手妻師 藤山新太郎のブログ

1988 年、1994 年に文化庁芸術祭賞、1998 年に文化庁芸術祭賞大賞を受賞。2010 年には松尾芸能賞 優秀賞を受賞。 江戸時代に花開いた日本伝統奇術「手妻(てづま)」の数少ない継承者 藤山新太郎のブログ。

往く道に花あり

 私が色紙を頼まれるとよくこの言葉を書きます。こんな文句があるのかどうかは知りません。しかし、芸能を続けて来て、しみじみ思うことは、一つことを追及して、それでその先に何かあるのかと言うと、別段何があるわけでもないのです。クイズの答えがわかったとか、数学の問題が解けた、だからその先に何があるのかと言うと何もないのと同じです。そうなら、それらは自己満足かと言うと、それも違います。

 行く道は決まっているのですが、行ったからどうなったと言うことはあまり問題ではないように思います。むしろ、その道中にある様々な花を見つけて、それを自分事として、楽しむことのほうが大切なのではないかと思います。

 マジックを練習する、そしてマスターする、そして人前で見せる。評価を得る。でも、それらはどこに価値があるのかと言うと、その道中そのものが価値なのだと思います。マジックをすることで、面白く、楽しく、あるいはまた苦しく、困難なことを数々乗り越えて行く。

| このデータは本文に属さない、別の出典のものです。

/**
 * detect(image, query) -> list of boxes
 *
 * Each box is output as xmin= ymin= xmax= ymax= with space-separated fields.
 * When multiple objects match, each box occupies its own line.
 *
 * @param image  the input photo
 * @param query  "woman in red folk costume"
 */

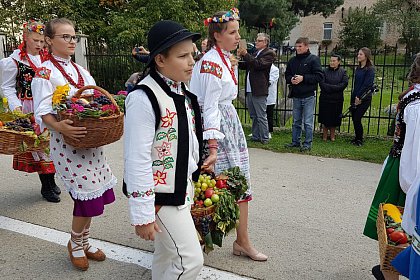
xmin=1 ymin=19 xmax=60 ymax=203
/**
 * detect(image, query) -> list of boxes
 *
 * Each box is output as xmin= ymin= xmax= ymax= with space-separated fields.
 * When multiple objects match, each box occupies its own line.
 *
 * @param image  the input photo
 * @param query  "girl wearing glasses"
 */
xmin=1 ymin=19 xmax=60 ymax=203
xmin=32 ymin=18 xmax=116 ymax=271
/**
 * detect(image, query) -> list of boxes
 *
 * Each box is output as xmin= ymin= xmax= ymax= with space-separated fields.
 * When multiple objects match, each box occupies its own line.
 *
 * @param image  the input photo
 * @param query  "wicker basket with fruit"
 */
xmin=54 ymin=85 xmax=123 ymax=148
xmin=0 ymin=113 xmax=49 ymax=155
xmin=377 ymin=203 xmax=410 ymax=275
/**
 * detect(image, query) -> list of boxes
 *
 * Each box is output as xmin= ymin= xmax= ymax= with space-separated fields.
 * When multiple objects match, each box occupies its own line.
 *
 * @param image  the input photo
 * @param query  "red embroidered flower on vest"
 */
xmin=153 ymin=170 xmax=167 ymax=186
xmin=161 ymin=108 xmax=177 ymax=128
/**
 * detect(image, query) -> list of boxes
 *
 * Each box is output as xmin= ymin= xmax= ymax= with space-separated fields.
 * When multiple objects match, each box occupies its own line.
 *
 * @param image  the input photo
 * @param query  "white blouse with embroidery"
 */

それらをひっくるめて自分の人生として楽しむことが大切なのではないかと思います。

 

 例えばマジックのコンテスト一つを取って見ても、入賞するかしないかは当人にとっては重要なことではありますが、当人の人生を長い目で見たなら、入賞したかしなかったかはあまり重要なことではないかも知れません。むしろ、その時その時、自分がどんなことを考えたか、誰を知り合ったか、どんなマジックを熱心に稽古していたか、それらすべてをひっくるめて、そこに自分が居合わせて、生きて来たことのほうが重要なのです。

 コンテストで入賞を手に入れた人は、ひとまず目的を果たしたことにはなりますが、入賞しなかったからと言って、何も手に入らなかったわけではないのです。日々練習する中で、人と知り合い、工夫し、新しい発見をし、技を手に入れる。これらは自分を大きくし、強くします。一つとして無駄はないのです。但し、それを自覚して、生かしているかどうかが大切です。漠然と流されていてはすべてが消えて行きます。

 「往く道に花あり」とは、目的を追い続けること自体は立派なことなのですが、そこしか見ていないあなたは、既に人に流されているのかもしれません。目的ばかり追わないこと。答えは一つではないのです。実は答えはあちこちにあるにもかかわらず、あなたは答えを見ようとしていないのかもしれません。

 道の傍らにひっそり咲く雑草の花も、やはり花なんだと、ただそれだけのことに気づくかどうか。案外それができるようでできない。何でもないこと、馬鹿みたいなことに気づくことが実は難しいことなのではないかと思います。自分自身が、花を花と気付くかどうか、そのことのほうが、コンテストで入賞することより、こののち、自分自身大きくし、心を豊かにします。芸能を愛するお客様と言うのは、有能なマジシャンよりも、人の心を救ってくれるマジシャンを求めているのではないかと思います。

 いや、いや、私も大きなことは言えません。ただそれだけのことがわからず、長いこと足踏みしていたのですから。自戒の意味も込めて、この言葉を書かせていただいています。